OKLAHOMA CITY – Pearl Pearson, a man facing a charge of resisting arrest after a scuffle with police, was in court Wednesday.
Pearson’s attorney, Scott Adams, had filed a motion asking the judge to allow for six interpreters to come from Texas for his trial.
Pearson is deaf and needs an interpreter in order to understand what is going on during the trial.
District Attorney David Prater did not fight the request, admitting to the judge he has never dealt with a trial for a defendant who cannot hear.
Adams suggested the special interpreters because he says Pearson does not use regular American Sign Language.
Pearson knows what is basically described as a different dialect of sign language.
Adams also told the judge six interpreters are needed because the job is “exhausting.”

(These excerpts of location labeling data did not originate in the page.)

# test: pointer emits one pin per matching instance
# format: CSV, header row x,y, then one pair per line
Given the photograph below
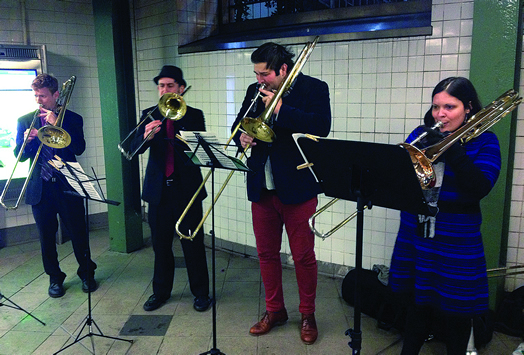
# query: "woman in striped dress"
x,y
438,264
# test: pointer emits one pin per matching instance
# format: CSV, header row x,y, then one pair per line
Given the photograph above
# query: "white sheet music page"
x,y
75,176
191,140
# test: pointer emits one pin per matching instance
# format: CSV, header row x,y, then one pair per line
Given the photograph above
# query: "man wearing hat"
x,y
169,185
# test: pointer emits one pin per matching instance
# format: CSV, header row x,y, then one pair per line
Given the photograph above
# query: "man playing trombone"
x,y
169,185
281,194
45,191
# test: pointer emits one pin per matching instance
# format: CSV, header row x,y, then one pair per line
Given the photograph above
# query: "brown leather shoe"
x,y
268,321
309,332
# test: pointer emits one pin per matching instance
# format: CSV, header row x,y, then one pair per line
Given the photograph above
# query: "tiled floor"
x,y
125,285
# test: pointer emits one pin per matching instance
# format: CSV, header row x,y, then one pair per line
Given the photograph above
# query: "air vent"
x,y
19,52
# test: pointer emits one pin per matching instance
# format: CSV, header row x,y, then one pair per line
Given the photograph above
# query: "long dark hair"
x,y
462,89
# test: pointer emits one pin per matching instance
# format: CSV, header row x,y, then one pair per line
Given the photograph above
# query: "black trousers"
x,y
420,321
71,209
162,220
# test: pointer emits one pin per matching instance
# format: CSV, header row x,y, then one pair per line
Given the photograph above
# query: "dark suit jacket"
x,y
189,177
305,109
73,124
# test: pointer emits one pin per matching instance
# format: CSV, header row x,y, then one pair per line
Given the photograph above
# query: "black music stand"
x,y
15,306
211,156
82,187
370,174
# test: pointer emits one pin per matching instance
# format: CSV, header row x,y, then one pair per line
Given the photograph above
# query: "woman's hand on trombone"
x,y
151,129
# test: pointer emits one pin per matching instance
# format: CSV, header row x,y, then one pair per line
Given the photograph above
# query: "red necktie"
x,y
170,151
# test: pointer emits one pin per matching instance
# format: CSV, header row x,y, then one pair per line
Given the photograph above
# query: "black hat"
x,y
170,71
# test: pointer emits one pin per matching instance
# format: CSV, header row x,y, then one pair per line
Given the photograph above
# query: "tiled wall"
x,y
379,91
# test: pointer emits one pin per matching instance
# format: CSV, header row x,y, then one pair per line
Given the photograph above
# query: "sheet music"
x,y
227,162
76,175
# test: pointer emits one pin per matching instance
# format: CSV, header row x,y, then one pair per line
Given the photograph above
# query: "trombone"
x,y
53,136
171,105
423,159
258,128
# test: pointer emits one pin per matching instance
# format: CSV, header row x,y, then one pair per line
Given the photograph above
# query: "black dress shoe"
x,y
202,303
154,302
56,290
89,285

Adams told the judge that after about 30 minutes, an interpreter’s translation becomes less accurate due to fatigue.
They are required to listen, sometimes to more than one person at a time, and then repeat that in sign language, while still listening to the next statements.
“This is new ground to all of us, both defense counsel and myself,” said Prater. “We want to make sure Mr. Pearson has his day in court, that he is treated fairly and appropriately like any other person.”

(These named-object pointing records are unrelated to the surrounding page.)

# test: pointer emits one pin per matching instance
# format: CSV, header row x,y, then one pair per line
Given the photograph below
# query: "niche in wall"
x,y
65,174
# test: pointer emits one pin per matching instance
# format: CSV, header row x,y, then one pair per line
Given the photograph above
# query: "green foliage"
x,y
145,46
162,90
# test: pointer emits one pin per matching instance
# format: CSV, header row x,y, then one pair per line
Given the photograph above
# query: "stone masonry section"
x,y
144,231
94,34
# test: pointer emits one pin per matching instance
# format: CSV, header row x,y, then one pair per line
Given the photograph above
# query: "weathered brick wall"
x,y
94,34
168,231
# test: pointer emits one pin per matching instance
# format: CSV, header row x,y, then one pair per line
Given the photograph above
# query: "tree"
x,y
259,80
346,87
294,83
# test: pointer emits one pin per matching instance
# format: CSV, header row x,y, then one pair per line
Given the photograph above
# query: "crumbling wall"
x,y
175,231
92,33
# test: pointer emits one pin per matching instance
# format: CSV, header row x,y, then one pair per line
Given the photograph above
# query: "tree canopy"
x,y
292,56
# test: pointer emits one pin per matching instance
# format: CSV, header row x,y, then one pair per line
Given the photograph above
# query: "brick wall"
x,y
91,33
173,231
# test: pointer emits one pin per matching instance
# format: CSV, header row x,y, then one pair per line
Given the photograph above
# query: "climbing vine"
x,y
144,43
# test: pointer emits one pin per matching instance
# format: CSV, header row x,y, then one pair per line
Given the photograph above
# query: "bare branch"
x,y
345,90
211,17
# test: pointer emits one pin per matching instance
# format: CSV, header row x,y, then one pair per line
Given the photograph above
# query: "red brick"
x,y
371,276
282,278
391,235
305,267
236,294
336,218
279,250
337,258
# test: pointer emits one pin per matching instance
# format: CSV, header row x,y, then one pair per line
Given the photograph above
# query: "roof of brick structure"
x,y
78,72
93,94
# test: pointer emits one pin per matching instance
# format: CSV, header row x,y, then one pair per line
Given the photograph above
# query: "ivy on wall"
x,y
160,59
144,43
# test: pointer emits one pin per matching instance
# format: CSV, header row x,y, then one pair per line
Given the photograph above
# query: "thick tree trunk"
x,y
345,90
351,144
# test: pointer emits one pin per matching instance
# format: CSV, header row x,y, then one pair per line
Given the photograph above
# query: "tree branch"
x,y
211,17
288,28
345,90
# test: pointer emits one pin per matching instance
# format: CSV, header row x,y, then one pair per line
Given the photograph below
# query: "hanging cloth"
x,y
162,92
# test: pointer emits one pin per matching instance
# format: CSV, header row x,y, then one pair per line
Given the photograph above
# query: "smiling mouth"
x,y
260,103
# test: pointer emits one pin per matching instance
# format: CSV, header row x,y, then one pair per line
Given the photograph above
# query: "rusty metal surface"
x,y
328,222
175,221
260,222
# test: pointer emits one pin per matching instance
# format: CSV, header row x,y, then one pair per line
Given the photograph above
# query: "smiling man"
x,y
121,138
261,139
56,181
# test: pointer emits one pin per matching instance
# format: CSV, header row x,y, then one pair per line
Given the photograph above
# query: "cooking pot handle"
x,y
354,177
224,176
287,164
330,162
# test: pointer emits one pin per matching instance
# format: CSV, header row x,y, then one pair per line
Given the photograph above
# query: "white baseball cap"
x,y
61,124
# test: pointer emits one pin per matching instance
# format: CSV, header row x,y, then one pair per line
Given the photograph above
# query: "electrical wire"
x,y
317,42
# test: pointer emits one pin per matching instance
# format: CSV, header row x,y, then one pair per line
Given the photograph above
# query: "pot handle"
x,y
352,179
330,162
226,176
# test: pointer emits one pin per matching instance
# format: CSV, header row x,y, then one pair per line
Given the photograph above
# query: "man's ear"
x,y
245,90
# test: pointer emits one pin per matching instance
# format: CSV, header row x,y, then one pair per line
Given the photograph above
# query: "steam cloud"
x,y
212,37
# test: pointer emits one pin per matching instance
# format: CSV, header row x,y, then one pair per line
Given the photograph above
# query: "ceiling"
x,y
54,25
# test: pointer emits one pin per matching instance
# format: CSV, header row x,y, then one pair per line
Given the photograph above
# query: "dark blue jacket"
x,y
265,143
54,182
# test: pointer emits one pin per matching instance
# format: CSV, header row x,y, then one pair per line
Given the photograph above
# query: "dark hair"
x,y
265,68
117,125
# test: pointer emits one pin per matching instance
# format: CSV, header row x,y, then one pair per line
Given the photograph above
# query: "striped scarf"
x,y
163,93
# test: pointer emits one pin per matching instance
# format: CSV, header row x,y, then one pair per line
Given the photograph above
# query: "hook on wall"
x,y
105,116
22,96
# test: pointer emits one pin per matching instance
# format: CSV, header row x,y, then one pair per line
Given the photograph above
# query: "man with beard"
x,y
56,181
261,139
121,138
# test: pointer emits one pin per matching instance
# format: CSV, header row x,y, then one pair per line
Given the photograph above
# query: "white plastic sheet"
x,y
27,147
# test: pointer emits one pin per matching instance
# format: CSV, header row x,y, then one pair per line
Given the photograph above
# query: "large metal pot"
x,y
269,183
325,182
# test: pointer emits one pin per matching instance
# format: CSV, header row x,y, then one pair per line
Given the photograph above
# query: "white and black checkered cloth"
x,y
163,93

Pearson is charged with resisting arrest following an encounter with Oklahoma Highway Patrol troopers back in January.
After a scuffle, Pearson was battered and bruised.

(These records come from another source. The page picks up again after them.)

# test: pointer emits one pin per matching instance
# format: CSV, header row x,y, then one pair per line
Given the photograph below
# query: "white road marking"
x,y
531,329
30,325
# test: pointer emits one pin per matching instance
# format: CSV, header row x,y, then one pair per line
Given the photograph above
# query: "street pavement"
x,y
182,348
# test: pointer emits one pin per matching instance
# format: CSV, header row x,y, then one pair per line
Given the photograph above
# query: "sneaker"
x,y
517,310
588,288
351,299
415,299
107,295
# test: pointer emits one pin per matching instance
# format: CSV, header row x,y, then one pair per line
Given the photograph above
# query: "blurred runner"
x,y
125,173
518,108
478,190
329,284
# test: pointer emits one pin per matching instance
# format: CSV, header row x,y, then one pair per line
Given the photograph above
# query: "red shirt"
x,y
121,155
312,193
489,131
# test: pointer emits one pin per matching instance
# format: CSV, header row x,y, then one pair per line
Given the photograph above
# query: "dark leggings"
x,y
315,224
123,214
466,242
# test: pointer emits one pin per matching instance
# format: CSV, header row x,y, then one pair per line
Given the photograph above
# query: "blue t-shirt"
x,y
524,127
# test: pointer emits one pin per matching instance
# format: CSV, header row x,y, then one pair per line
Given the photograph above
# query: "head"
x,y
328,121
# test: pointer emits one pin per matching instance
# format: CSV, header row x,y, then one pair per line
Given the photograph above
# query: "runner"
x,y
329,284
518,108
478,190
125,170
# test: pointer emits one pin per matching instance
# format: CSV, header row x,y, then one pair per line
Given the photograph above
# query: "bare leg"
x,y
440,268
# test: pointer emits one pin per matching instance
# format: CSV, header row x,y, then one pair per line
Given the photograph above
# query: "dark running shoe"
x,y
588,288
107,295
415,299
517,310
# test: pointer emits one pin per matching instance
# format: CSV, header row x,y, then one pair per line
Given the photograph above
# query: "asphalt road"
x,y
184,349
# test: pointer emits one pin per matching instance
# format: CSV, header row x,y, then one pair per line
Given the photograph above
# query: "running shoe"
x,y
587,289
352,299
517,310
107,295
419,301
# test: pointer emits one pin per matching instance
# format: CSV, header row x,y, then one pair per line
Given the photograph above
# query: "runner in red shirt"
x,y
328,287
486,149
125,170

The troopers were cleared of any wrong doing.
Numerous members of the deaf community were present at Wednesday’s hearing.
They agree with the defense’s request for interpreters who use the sign language Pearl Pearson knows.
They also pointed out the interpreters are not just for Pearl, but for the entire courtroom.
“The interpreter is not just for the deaf people but for the hearing people as well so you can understand us. It’s a two-way street,” said Dylan White, who was at Wednesday’s hearing.
“I think it will help the deaf community in the long run for everyone to understand their daily struggles with the community, hearing people,” said Adams.
The judge did not deny the request, but did ask the defense to look for qualified interpreters who live in Oklahoma.
He also asked the defense to provide more information, either through testimony or research, which could support the claim that an interpreter is less effective after 30 minutes.
The judge says he will make a final decision once that information is provided.
The first phases of Pearson’s trial are scheduled to begin Sept. 22; however, the judge said that may change based on the availability of the interpreters who are found.